About Bents Park
Situated on the seafront at South Shields, this open grassy park is the venue for a wide range of events including the South Tyneside Festival Sunday Concerts, the Summer Parade, Proper Food and Drink Festival and many more.
When the park isn't in use for events it is a perfect spot for a picnic, informal games or a gentle stroll.
This park is registered under the Historic Buildings and Ancient Monuments Act 1953 within the Register of Historic Parks and Gardens by English Heritage for its special historic interest.
Along with North and South Marine Parks it is a chain of 3 municipal seaside parks developed from the 1870s and into the early 20th Century on reclaimed land.

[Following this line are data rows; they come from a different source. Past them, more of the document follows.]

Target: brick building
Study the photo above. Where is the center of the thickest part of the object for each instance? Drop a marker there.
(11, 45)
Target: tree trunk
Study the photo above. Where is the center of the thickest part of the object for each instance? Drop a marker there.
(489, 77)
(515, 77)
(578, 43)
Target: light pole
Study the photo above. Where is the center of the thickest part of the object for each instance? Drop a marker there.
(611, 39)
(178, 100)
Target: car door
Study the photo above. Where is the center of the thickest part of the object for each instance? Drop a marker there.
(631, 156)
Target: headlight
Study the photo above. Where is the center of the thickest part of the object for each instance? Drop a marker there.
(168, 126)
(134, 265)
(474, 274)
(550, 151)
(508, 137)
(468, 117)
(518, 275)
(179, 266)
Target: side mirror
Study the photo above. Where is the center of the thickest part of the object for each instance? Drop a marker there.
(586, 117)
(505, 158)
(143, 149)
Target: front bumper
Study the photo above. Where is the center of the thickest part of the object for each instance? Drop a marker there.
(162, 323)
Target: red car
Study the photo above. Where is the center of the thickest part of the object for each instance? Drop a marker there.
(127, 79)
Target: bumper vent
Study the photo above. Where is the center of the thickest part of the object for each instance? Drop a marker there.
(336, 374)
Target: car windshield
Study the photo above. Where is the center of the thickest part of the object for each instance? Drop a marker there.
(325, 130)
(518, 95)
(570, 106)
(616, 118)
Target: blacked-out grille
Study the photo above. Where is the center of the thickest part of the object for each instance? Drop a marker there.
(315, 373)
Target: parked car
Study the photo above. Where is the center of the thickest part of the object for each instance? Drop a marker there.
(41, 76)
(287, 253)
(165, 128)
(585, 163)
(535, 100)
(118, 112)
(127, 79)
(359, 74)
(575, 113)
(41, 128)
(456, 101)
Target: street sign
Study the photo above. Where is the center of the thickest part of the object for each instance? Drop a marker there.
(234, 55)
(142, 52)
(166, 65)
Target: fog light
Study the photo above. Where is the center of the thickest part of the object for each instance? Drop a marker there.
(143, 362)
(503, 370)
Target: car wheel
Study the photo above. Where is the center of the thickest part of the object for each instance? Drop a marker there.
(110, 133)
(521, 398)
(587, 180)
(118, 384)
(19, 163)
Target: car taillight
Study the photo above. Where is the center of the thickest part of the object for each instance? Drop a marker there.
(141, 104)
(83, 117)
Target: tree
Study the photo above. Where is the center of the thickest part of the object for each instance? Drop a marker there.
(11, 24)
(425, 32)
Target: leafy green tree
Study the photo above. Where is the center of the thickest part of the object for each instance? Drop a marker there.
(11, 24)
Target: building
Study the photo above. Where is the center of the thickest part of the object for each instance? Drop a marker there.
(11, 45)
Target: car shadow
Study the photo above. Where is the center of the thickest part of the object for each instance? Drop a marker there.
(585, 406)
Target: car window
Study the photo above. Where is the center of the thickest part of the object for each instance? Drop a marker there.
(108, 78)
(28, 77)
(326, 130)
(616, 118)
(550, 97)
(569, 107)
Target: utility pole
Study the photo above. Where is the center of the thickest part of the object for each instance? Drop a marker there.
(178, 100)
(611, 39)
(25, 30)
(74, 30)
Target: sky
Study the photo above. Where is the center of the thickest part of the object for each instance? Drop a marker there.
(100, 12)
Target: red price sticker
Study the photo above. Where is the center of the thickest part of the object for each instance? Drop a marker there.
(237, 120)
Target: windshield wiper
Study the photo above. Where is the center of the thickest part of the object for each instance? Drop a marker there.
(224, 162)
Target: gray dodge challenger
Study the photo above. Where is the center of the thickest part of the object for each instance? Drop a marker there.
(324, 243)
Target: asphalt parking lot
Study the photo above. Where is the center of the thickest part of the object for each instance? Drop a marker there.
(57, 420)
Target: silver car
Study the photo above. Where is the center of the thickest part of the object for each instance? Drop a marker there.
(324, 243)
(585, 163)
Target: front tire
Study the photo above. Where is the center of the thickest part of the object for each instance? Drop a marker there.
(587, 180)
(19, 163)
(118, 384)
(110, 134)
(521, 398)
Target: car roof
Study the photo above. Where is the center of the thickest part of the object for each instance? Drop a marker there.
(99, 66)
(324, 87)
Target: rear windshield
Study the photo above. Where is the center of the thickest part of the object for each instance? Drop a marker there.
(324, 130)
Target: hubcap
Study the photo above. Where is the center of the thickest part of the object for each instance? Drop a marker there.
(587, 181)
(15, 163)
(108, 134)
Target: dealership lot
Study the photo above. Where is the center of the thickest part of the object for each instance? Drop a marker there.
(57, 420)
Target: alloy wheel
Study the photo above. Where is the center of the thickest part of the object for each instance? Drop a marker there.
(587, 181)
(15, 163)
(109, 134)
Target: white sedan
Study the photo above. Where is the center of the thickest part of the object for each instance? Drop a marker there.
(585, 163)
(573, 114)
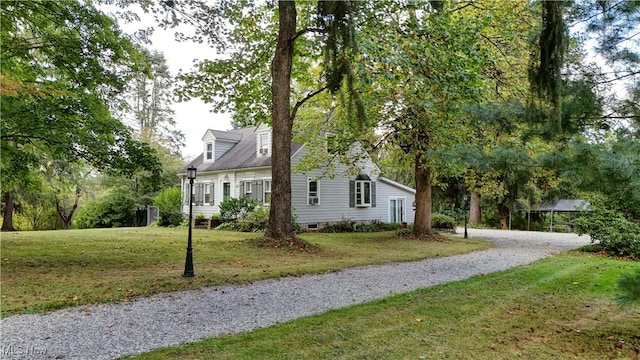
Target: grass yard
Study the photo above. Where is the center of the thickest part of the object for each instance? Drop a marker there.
(557, 308)
(47, 270)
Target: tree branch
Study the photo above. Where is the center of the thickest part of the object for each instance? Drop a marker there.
(305, 99)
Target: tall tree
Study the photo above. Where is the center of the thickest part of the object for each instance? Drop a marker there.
(149, 99)
(426, 61)
(239, 80)
(62, 64)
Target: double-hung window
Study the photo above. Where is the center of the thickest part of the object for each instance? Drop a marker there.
(226, 191)
(247, 189)
(267, 191)
(208, 194)
(362, 192)
(313, 194)
(209, 151)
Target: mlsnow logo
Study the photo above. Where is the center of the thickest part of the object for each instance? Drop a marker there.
(13, 350)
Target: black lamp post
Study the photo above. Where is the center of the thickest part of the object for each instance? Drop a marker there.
(188, 266)
(465, 198)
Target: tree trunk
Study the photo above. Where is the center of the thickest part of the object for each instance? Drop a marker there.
(279, 226)
(62, 211)
(475, 213)
(422, 221)
(503, 210)
(7, 219)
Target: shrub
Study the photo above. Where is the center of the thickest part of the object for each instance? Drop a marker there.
(169, 203)
(115, 209)
(443, 222)
(629, 287)
(235, 209)
(342, 226)
(367, 228)
(389, 226)
(617, 235)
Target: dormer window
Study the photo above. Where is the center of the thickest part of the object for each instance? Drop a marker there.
(362, 192)
(208, 151)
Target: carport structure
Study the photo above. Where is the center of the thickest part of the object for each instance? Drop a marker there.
(568, 206)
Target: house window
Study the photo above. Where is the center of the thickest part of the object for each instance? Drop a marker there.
(396, 210)
(226, 191)
(263, 144)
(208, 194)
(209, 151)
(362, 192)
(247, 189)
(267, 191)
(313, 197)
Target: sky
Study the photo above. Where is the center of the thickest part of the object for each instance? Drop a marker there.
(194, 117)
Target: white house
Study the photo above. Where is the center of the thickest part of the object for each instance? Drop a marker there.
(237, 163)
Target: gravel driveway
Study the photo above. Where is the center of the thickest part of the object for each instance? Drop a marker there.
(110, 331)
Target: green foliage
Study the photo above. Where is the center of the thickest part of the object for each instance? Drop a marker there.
(629, 288)
(236, 209)
(366, 228)
(617, 235)
(256, 220)
(443, 222)
(169, 202)
(116, 209)
(341, 227)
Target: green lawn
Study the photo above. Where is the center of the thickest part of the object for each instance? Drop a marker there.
(48, 270)
(557, 308)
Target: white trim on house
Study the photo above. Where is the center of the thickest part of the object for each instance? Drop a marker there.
(240, 163)
(313, 197)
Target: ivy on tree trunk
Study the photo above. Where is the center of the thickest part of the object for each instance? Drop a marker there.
(279, 226)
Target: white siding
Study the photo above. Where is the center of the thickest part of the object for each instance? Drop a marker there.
(333, 203)
(235, 178)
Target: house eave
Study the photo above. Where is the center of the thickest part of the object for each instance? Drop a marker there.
(396, 184)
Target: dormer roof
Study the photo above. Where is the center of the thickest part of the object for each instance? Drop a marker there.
(229, 136)
(242, 155)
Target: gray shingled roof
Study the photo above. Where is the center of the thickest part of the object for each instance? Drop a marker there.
(565, 205)
(241, 156)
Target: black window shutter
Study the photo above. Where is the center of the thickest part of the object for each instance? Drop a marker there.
(352, 193)
(198, 195)
(257, 191)
(373, 194)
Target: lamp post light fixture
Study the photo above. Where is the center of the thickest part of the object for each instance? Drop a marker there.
(188, 266)
(465, 198)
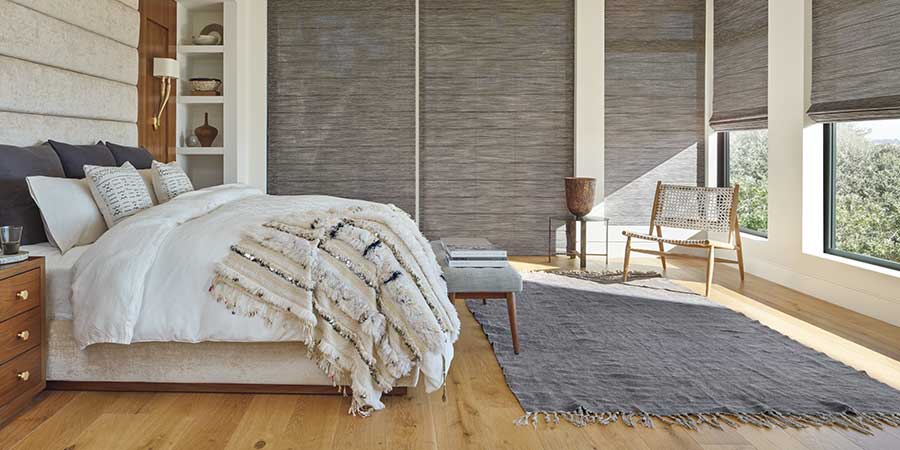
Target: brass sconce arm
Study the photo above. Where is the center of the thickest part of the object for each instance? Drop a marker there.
(166, 91)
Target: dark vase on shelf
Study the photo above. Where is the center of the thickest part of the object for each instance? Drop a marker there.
(580, 195)
(206, 133)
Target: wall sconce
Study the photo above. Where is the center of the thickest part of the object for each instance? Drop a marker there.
(166, 69)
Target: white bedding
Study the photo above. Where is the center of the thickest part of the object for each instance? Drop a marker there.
(142, 282)
(59, 269)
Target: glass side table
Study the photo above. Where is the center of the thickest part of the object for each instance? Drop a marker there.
(570, 237)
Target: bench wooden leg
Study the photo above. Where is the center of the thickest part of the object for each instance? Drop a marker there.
(711, 262)
(627, 258)
(513, 324)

In 1855, the Health Committee of South Shields Corporation was instructed to obtain a site for recreation within the borough.

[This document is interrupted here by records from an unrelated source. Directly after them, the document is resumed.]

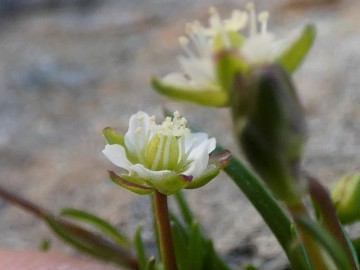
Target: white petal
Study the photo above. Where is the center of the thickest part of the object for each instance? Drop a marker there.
(200, 70)
(138, 128)
(211, 145)
(145, 173)
(116, 154)
(200, 159)
(194, 139)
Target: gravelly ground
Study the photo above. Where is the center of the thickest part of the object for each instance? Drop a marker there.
(68, 72)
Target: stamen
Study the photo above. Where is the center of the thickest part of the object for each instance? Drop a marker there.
(187, 153)
(237, 21)
(138, 130)
(158, 154)
(252, 26)
(167, 151)
(263, 19)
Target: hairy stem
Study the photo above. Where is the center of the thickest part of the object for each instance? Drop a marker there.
(164, 231)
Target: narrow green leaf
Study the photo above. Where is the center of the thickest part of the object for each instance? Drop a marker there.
(212, 260)
(295, 54)
(140, 249)
(199, 96)
(150, 265)
(270, 210)
(112, 136)
(195, 248)
(99, 223)
(352, 249)
(326, 240)
(45, 245)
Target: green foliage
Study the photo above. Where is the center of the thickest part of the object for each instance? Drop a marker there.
(295, 54)
(200, 96)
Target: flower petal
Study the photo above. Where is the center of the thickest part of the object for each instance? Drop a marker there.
(176, 79)
(148, 174)
(116, 154)
(197, 138)
(166, 182)
(139, 124)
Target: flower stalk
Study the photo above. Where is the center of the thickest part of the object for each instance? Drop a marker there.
(164, 231)
(315, 255)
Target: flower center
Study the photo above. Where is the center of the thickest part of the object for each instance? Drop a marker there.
(165, 148)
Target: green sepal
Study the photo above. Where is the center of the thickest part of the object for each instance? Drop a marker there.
(206, 97)
(132, 183)
(170, 184)
(228, 63)
(292, 57)
(346, 197)
(97, 222)
(113, 137)
(90, 243)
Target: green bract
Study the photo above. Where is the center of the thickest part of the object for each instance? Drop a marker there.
(346, 197)
(201, 79)
(166, 157)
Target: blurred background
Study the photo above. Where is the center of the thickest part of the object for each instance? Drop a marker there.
(69, 68)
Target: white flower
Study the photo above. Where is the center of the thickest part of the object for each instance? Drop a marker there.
(199, 79)
(165, 157)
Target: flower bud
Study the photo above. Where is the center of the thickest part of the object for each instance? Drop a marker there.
(271, 129)
(204, 75)
(346, 197)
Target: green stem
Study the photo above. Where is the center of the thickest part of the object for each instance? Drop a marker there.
(164, 230)
(322, 201)
(313, 250)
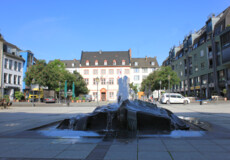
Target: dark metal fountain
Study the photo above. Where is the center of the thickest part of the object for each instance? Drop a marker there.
(126, 115)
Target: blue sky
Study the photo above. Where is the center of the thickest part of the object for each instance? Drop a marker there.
(61, 29)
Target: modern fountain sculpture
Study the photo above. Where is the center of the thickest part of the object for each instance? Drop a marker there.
(126, 115)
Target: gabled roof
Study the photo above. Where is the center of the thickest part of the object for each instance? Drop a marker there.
(100, 56)
(145, 62)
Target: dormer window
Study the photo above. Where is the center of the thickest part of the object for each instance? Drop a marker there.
(87, 62)
(96, 62)
(105, 62)
(114, 62)
(123, 62)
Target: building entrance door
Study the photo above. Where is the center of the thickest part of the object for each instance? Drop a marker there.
(103, 94)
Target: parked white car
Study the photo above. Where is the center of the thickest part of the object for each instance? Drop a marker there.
(174, 98)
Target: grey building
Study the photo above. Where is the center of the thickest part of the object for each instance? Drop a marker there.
(202, 62)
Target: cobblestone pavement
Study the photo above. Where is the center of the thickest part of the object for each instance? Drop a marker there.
(18, 142)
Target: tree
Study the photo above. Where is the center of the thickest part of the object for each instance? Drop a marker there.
(133, 87)
(153, 80)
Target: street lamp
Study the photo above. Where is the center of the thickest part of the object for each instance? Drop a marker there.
(97, 81)
(59, 92)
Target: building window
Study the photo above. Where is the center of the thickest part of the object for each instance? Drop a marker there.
(114, 62)
(111, 81)
(5, 77)
(86, 71)
(136, 70)
(86, 80)
(6, 63)
(119, 71)
(111, 71)
(19, 80)
(10, 77)
(103, 71)
(105, 62)
(94, 81)
(96, 62)
(95, 95)
(111, 95)
(19, 67)
(87, 62)
(144, 70)
(202, 65)
(202, 53)
(15, 65)
(10, 64)
(195, 57)
(15, 79)
(126, 71)
(95, 71)
(103, 82)
(123, 62)
(136, 78)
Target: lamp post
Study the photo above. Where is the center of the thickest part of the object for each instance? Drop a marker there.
(33, 81)
(97, 81)
(59, 92)
(169, 86)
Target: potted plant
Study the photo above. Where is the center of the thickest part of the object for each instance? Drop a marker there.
(83, 99)
(225, 93)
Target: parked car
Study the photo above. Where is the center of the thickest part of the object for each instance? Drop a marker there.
(174, 98)
(50, 100)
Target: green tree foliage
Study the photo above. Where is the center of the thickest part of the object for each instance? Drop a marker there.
(19, 95)
(52, 73)
(133, 87)
(153, 80)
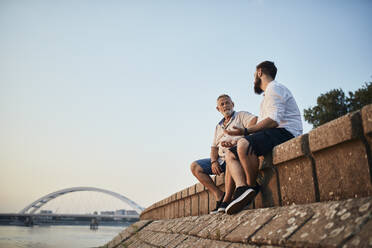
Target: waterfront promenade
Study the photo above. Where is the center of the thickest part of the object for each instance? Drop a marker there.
(316, 192)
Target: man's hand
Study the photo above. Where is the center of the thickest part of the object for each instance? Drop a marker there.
(216, 169)
(238, 131)
(228, 144)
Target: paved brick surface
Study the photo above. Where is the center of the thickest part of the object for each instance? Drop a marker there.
(285, 223)
(363, 238)
(334, 222)
(346, 223)
(254, 220)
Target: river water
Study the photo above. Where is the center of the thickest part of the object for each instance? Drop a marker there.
(56, 236)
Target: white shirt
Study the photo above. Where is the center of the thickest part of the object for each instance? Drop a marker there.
(279, 105)
(240, 119)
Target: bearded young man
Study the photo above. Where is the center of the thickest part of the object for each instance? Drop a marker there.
(279, 121)
(203, 168)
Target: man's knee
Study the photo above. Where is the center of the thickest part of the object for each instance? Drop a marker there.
(242, 145)
(229, 156)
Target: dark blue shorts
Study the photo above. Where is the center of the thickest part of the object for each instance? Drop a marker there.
(263, 142)
(206, 165)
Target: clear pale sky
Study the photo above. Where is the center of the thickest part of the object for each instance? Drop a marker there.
(121, 95)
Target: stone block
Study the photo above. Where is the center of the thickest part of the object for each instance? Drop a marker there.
(192, 190)
(199, 188)
(204, 202)
(289, 150)
(195, 205)
(269, 193)
(252, 222)
(178, 240)
(361, 239)
(167, 211)
(188, 206)
(366, 113)
(331, 133)
(343, 171)
(212, 202)
(181, 208)
(176, 209)
(286, 222)
(333, 223)
(179, 195)
(185, 193)
(296, 181)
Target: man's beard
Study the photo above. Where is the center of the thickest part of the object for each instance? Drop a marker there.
(228, 112)
(257, 86)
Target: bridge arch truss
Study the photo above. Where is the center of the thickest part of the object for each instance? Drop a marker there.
(34, 206)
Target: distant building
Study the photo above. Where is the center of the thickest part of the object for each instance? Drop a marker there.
(120, 212)
(46, 211)
(107, 213)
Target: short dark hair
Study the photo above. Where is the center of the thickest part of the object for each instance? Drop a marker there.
(268, 68)
(223, 96)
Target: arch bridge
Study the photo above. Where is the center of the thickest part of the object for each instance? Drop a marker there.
(34, 206)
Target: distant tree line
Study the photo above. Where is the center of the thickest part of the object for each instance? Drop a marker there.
(335, 103)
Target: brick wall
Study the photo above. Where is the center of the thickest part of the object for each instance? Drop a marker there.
(331, 162)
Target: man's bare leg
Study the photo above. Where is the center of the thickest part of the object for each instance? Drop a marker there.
(248, 161)
(235, 170)
(229, 185)
(206, 180)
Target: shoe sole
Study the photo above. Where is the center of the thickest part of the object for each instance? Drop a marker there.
(239, 203)
(221, 210)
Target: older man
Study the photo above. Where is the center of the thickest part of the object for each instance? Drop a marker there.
(203, 168)
(279, 121)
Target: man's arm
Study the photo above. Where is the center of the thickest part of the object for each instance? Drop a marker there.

They reported that they saw no need as the Bents, an extensive sea-dune system, and the sea beach were readily available to the public.

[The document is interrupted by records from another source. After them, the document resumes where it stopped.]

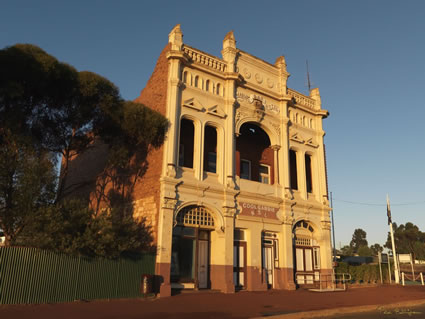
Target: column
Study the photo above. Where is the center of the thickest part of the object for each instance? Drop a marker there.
(285, 273)
(302, 187)
(163, 255)
(276, 149)
(222, 254)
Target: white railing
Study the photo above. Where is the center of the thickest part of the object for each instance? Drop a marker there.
(412, 278)
(302, 99)
(202, 58)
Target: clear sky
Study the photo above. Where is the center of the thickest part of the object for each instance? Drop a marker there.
(367, 58)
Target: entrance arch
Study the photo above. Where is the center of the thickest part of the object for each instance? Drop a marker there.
(306, 254)
(190, 258)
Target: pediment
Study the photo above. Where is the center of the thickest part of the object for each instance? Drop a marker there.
(194, 103)
(310, 142)
(297, 138)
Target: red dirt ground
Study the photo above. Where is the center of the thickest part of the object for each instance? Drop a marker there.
(217, 305)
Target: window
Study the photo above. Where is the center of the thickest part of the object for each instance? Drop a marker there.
(239, 234)
(212, 162)
(181, 155)
(316, 256)
(308, 175)
(264, 174)
(187, 131)
(245, 169)
(210, 149)
(293, 169)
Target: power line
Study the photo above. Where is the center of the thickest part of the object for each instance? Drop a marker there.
(382, 205)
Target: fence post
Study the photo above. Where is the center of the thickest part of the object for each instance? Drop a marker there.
(77, 278)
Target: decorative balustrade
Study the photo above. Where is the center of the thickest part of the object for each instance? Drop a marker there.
(302, 99)
(205, 59)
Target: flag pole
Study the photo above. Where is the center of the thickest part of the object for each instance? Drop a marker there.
(396, 271)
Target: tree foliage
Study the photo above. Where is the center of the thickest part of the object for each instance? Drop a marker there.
(376, 249)
(27, 182)
(408, 240)
(358, 239)
(49, 109)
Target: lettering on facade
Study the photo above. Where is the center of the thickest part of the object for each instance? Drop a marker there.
(262, 211)
(270, 107)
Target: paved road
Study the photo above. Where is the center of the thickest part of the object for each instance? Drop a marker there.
(396, 313)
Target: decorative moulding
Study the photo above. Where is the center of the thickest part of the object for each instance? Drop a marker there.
(310, 142)
(217, 111)
(194, 104)
(296, 138)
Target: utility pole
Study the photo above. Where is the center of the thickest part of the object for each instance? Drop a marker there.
(396, 271)
(333, 231)
(308, 76)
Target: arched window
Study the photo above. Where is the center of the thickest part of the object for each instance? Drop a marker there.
(210, 149)
(187, 133)
(196, 216)
(308, 173)
(254, 157)
(293, 169)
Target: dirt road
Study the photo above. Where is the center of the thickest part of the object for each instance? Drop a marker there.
(217, 305)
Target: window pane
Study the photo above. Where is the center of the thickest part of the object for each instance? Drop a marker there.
(212, 162)
(245, 169)
(293, 169)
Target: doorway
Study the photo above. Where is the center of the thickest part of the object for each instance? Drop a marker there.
(190, 257)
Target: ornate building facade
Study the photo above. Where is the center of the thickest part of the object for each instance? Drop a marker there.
(242, 195)
(237, 195)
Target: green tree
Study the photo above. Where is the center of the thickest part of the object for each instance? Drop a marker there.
(27, 183)
(408, 240)
(358, 239)
(71, 227)
(347, 251)
(364, 251)
(376, 249)
(57, 110)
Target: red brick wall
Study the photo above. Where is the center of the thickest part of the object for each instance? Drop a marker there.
(154, 96)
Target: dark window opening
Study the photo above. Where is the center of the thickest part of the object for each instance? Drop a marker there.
(308, 175)
(254, 157)
(210, 149)
(187, 133)
(293, 169)
(245, 169)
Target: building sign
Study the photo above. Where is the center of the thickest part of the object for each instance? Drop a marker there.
(404, 258)
(250, 98)
(383, 258)
(262, 211)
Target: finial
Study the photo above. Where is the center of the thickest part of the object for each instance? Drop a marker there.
(229, 41)
(176, 38)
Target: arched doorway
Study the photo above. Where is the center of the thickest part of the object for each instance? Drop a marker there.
(190, 257)
(306, 255)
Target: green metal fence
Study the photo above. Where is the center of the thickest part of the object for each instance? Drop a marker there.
(30, 275)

By the 1890s living conditions in the borough had worsened due to the town's industrial expansion. The sea-dune system along the sea shore gave concern.
In 1896, the Corporation passed a Town Improvement Bill to extend their powers to take over, control and develop the sands and foreshore for recreation and bathing, and prevent further abuse and exploitation.
In return for various concessions allowing them to construct and extend their mineral railways within the borough, the Harton Coal Company surrendered their leasehold to 25 hectars of the foreshore between the South Marine and the Trow Rocks.
The Ecclesiastical Commissioners, who owned the freehold of this area, invested the freehold in the Corporation.
This was on the condition that the northernmost 12 hectars, which were covered with old ballast hills and refuse from the glass works, was levelled, laid down to grass and developed as a recreation ground.
Bents Park was laid out in 1901 under a contract costing £23,000.